Ella’s Kitchen has grown sales and underlying profitability in its first full year under US ownership, but an exceptional charge of £4.3m pushed the babyfood brand into the red for the first time since it started publishing full accounts in 2009.

The one-off cost stemmed from the write-off of a loan between the UK company and US cousin Ella’s Kitchen Inc, which was formed following the sale to Hain Celestial in May 2013.

It led to operating and pre-tax losses of £1.5m for the year to 30 June 2014, compared with profits of £3.2m in the previous 12 months, according to the newly filed accounts.

Without the one-off charge, Ella’s would have booked increased bottom-line profit of almost £6m, as sales rose 13% to £46.4m - with the UK contributing a 14% increase to £36.2m and international business bringing in 10% more revenue, of £10.1m. The brand increased its market share in the UK wet babyfood sector from 23% to 26% in the period.

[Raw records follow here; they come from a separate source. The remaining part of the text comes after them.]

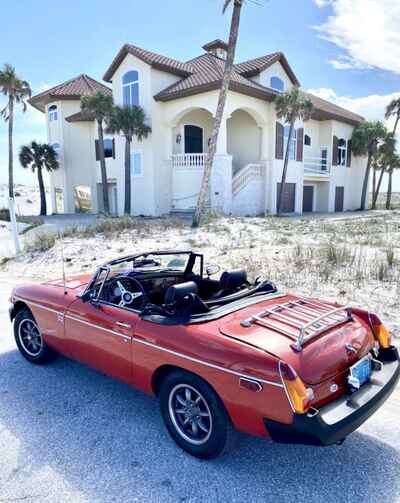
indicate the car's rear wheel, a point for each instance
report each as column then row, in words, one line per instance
column 29, row 339
column 193, row 414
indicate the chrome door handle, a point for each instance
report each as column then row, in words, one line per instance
column 123, row 325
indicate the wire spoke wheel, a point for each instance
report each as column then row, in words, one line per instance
column 30, row 337
column 190, row 414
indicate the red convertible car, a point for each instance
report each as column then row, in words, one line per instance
column 215, row 352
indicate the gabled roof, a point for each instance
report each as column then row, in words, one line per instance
column 207, row 74
column 255, row 66
column 325, row 110
column 72, row 89
column 155, row 60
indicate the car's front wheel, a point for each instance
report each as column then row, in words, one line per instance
column 29, row 339
column 193, row 414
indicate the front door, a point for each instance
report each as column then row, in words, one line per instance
column 288, row 197
column 101, row 337
column 308, row 198
column 193, row 140
column 339, row 199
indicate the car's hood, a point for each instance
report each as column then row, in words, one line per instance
column 321, row 358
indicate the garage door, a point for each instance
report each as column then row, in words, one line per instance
column 339, row 199
column 308, row 198
column 288, row 199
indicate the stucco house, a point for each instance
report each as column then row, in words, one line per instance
column 180, row 101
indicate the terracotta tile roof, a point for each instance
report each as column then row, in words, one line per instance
column 207, row 73
column 83, row 85
column 156, row 60
column 253, row 67
column 325, row 110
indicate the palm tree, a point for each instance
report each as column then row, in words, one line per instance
column 39, row 156
column 100, row 106
column 364, row 142
column 392, row 110
column 290, row 106
column 380, row 162
column 230, row 57
column 17, row 91
column 131, row 122
column 394, row 164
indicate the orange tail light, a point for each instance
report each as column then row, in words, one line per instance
column 299, row 396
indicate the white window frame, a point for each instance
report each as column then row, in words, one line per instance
column 342, row 158
column 294, row 142
column 274, row 88
column 52, row 113
column 133, row 152
column 130, row 84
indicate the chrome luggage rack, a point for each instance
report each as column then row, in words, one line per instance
column 306, row 319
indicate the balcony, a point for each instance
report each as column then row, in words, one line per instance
column 317, row 166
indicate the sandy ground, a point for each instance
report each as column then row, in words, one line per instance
column 353, row 259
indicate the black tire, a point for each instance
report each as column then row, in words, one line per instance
column 208, row 414
column 35, row 350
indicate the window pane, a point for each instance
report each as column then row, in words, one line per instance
column 137, row 163
column 135, row 94
column 126, row 97
column 129, row 77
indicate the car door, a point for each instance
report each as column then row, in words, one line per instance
column 100, row 335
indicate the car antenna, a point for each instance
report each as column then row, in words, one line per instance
column 63, row 264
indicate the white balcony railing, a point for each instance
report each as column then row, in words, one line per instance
column 189, row 160
column 317, row 165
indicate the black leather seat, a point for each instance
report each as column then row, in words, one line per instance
column 230, row 282
column 176, row 293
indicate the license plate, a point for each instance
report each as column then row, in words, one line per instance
column 360, row 372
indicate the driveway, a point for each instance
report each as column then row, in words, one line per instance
column 69, row 434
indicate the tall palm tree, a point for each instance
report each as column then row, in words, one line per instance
column 17, row 91
column 100, row 106
column 230, row 57
column 290, row 106
column 39, row 156
column 392, row 110
column 365, row 141
column 394, row 165
column 131, row 122
column 381, row 161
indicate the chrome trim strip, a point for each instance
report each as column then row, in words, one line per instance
column 160, row 348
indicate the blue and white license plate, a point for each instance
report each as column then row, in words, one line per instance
column 360, row 373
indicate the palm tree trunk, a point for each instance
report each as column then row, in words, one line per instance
column 378, row 188
column 205, row 183
column 106, row 203
column 127, row 209
column 389, row 190
column 42, row 192
column 10, row 148
column 285, row 166
column 365, row 183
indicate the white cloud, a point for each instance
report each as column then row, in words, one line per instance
column 366, row 30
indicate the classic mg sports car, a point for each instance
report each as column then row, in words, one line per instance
column 216, row 352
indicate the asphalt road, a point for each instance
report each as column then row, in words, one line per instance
column 69, row 434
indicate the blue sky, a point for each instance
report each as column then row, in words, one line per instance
column 345, row 50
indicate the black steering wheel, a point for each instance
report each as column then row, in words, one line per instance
column 127, row 292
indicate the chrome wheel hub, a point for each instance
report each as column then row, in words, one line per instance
column 30, row 338
column 190, row 414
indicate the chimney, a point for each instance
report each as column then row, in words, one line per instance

Despite the overall loss, Ella’s Kitchen still paid £630k tax in the UK, with corporation tax of £540k, because of intercompany debt restructuring of almost £1m. In 2012-13, when it made a profit, the company benefited from a tax credit of £717k as a result of adjustments related to share options.

Ella’s said top-line growth had been achieved through distribution gains and NPD, including ambient tray meals for the over 12-month age group. Overseas expansion came thanks to a launch into the Benelux countries, but was held back by losses in Australia caused by logistical and marketing issues.

“I am delighted with our brands performance and our consumers clearly agree as we became the biggest baby food brand in the UK,” Mark Cuddigan, managing director Ella’s Kitchen Europe, told The Grocer.

“Ella’s Kitchen’s mission is to improve children’s lives through developing healthy relationships with food and with the fantastically talented team we continue to innovate and disrupt in the category, which has plenty of room for growth.”